Banker to the Poor
By Muhammed Yunas
Public Affairs Press (Perseus Books) 1999, 2003, 2006
Grameen Bank
Nobel Peace Prize 2006
National Geographic
Excerpt - Chapter 4
More on the Nobel Prize
Article
I finished the book on Thursday, and I really enjoyed it. For those of you who have never heard of Micro-Credit, the idea is that very poor people can borrow small amounts of monrey to buy raw materials to make goods, and then sell their goods to whomever they choose, and for whatever they can get - thus making a profit. No credit check, no collateral, no down payments required.
In 1976, Muhammed Yunus (Ph.D) was an Economist Professor at Chittagong University in SE Bangladesh. Not far from the campus was a village called Jobra. He went to visit one day and asked the villagers how they were surviving. They said they were not, because the loansharks were not paying them enough to both live on and buy more raw materials. Yunus asked them how much they needed to survive. They gave small amounts - the equivalent to $2, $5, $7 and so on. Yunus said they could ask for more if they wanted it, but they only ever asked for what they absolutely needed to survive. So Yunus paid out (the equivalent of) $27 to several villagers, and in a matter of months, every villager had paid him back what he or she had been given.
In Bangladesh, before micro-credit came along, the poor villagers would have to borrow money from the loansharks, and this put them into vicious cycles, because they could never earn enough to live on or to buy more raw materials. The way it worked was like this. The villager asks the loansharks for money. The loansharks would lend the small amount of money, but only with the proviso that the applicant sells the finished items to the loanshark. The loanshark usually paid a pittance to the villager - barely enough for them to survive, let alone make a profit. The loanshark is then free to sell the item for whatever he can get.
So Yunus decided to start a "bank" that would loan these small amounts to the villagers. When he went to talk to commercial banks asking for "seed" money to start this idea, they laughed at him.

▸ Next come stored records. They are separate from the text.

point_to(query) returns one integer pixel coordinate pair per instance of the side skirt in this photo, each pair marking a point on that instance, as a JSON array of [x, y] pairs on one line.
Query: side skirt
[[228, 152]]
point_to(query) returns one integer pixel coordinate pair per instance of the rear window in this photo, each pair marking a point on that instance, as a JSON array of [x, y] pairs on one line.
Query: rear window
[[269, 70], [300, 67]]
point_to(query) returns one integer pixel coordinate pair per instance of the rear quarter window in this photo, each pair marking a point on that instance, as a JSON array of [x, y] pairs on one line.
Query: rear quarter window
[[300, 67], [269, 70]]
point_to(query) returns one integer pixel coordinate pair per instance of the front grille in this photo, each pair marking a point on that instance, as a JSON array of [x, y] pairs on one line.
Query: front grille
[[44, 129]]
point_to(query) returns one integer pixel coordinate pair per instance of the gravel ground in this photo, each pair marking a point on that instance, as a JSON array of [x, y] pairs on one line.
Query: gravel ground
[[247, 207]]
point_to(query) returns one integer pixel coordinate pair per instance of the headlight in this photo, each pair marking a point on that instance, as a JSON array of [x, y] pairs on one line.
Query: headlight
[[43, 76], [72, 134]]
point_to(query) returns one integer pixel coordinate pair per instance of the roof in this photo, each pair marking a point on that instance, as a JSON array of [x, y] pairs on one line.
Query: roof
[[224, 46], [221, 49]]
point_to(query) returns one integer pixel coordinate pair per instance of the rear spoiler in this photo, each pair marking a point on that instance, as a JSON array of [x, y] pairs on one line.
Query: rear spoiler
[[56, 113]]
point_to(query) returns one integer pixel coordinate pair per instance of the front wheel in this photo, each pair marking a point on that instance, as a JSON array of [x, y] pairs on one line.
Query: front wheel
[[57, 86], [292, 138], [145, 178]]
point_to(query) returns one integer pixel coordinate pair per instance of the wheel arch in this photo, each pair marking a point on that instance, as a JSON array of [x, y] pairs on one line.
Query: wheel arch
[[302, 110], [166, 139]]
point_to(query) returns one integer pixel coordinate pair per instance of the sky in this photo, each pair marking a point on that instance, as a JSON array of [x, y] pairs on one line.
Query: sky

Villagers dont have any collateral.
Villagers will never repay what they borrow.
Villagers are too stupid to know what to do.
Villagers dont know how run a business.
The banks were discriminating against their own people. Which is why the poor people (anywhere) can never rise above poverty as long as the banks and government bureaucracy KEEP them there. Poverty will NEVER disappear as long as the discrimination and red-tape continues.
Yunus goes onto describe the battles he had with the Bengali government, and the religious leaders. When he started hiring female workers to work in his banks, he was told that he was doing a bad thing, because women in Islam do not work. Their families would get bad reputations if the girls started working. Good Muslim girls get married and have families. That is the Muslim way. That is what Yunus was told. Yunus is also a Muslim, but he was always secular, not religious.
The Grameen Bank now has 95% of their clients fully repaying their loans. A weekly repayment plan is set up, and every villager keeps to it, because they know that if they default, they will never have another chance to get ahead in life. This is their ONE chance to drag themselves out of exteme poverty.
The Grameen bank has now expanded to providing other services such as telephones, internet, education & health insurance. There is a Grameen Foundation based in Washington DC. The Grameen Foundation's mission is to empower the world's poorest people to lift themselves out of poverty with dignity through access to financial services and to information.
After I posted the brief review of this book on Thursday, I was very surprised to receive an email from the Grameen Foundation in USA telling me that Dr Yunus had recently published a new book.
Greetings! My colleague forwarded onto me your blog entry regarding Banker to the Poor. We are happy to see your interest in microfinance. We wanted to alert you and your readers that Dr. Yunus has recently released a new book, Creating a World without Poverty. This new book has been getting media attention worldwide, including his appearance Thursday night on the Colbert Report on the U.S. cable channel Comedy Central. In support of his book, Grameen Foundation, which was founded with his support and interest, has created a Web site for those interested in learning more about social business. We are in the final stages of launching a blog where those who have read the book can discuss the issues raised in this book. On behalf of Grameen Foundation, I invite you and your readers to explore Dr. Yunus new book, and leave your thoughts on our blog.
And as I said before, this book was read for the Around the World Challenge.